ANBI gemeente
Gegevens Protestantse Gemeente te Houten ten bate van ANBI
De Protestantse Gemeente te Houten en haar diaconie zijn erkend als Algemeen Nut Beogende instelling (ANBI).Gewone en periodieke giften aan de Protestantse Gemeente zijn daardoor aftrekbaar van de belasting.

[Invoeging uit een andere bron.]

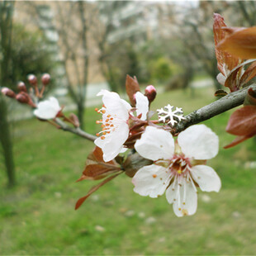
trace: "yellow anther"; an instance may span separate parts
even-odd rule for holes
[[[182,213],[183,213],[183,216],[186,216],[188,215],[188,211],[187,211],[187,210],[186,210],[186,209],[183,209]]]

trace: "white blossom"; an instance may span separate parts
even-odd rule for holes
[[[102,149],[104,161],[108,162],[124,150],[123,145],[129,137],[131,106],[117,93],[107,90],[102,90],[97,96],[102,96],[103,106],[97,111],[102,114],[102,119],[97,121],[102,124],[102,130],[97,134],[100,137],[94,143]],[[137,116],[142,114],[141,119],[145,120],[149,111],[148,99],[141,92],[136,92],[135,100]]]
[[[139,169],[132,183],[141,196],[158,197],[166,191],[176,216],[190,216],[197,207],[197,185],[206,192],[220,189],[219,176],[204,164],[217,154],[219,140],[210,128],[197,125],[181,132],[177,140],[162,129],[147,126],[135,148],[154,164]]]
[[[162,107],[161,109],[158,109],[158,114],[159,114],[159,121],[163,121],[164,123],[171,124],[172,126],[175,125],[175,123],[178,123],[177,120],[180,121],[184,118],[183,116],[183,111],[181,107],[176,107],[174,111],[173,111],[173,108],[174,106],[171,106],[170,104],[168,104],[167,106]]]
[[[50,97],[48,100],[39,102],[37,108],[34,110],[34,115],[40,119],[48,120],[55,118],[60,111],[58,100]]]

Conform de wettelijke verplichting voor ANBI erkende instellingen maken we hieronder de financieel gegevens van de Protestantse Gemeente openbaar.
A. Algemene gegevens
Naam ANBI: | Protestantse gemeente te Houten |
Telefoonnummer (facultatief): | 030 6374986 |
RSIN/Fiscaal nummer: | 006481073 |
KvK-nummer | 83758097 |
Website adres: | protestantsegemeentehouten.nl |
E-mail: | contact@protestantsegemeentehouten.nl |
Adres: | Het Kant 1 |
Postcode: | 3995 DA |
Plaats: | Houten |
De Protestantse Gemeente te Houten (hierna PGH) is een geloofsgemeenschap die behoort tot de Protestantse Kerk in Nederland. In het statuut (kerkorde) van de Protestantse Kerk staat dit in ordinantie 2 artikel 1 als volgt omschreven “een gemeente is de gemeenschap, die geroepen, tot eenheid, getuigenis en dienst, samenkomt rondom Woord en sacramenten“.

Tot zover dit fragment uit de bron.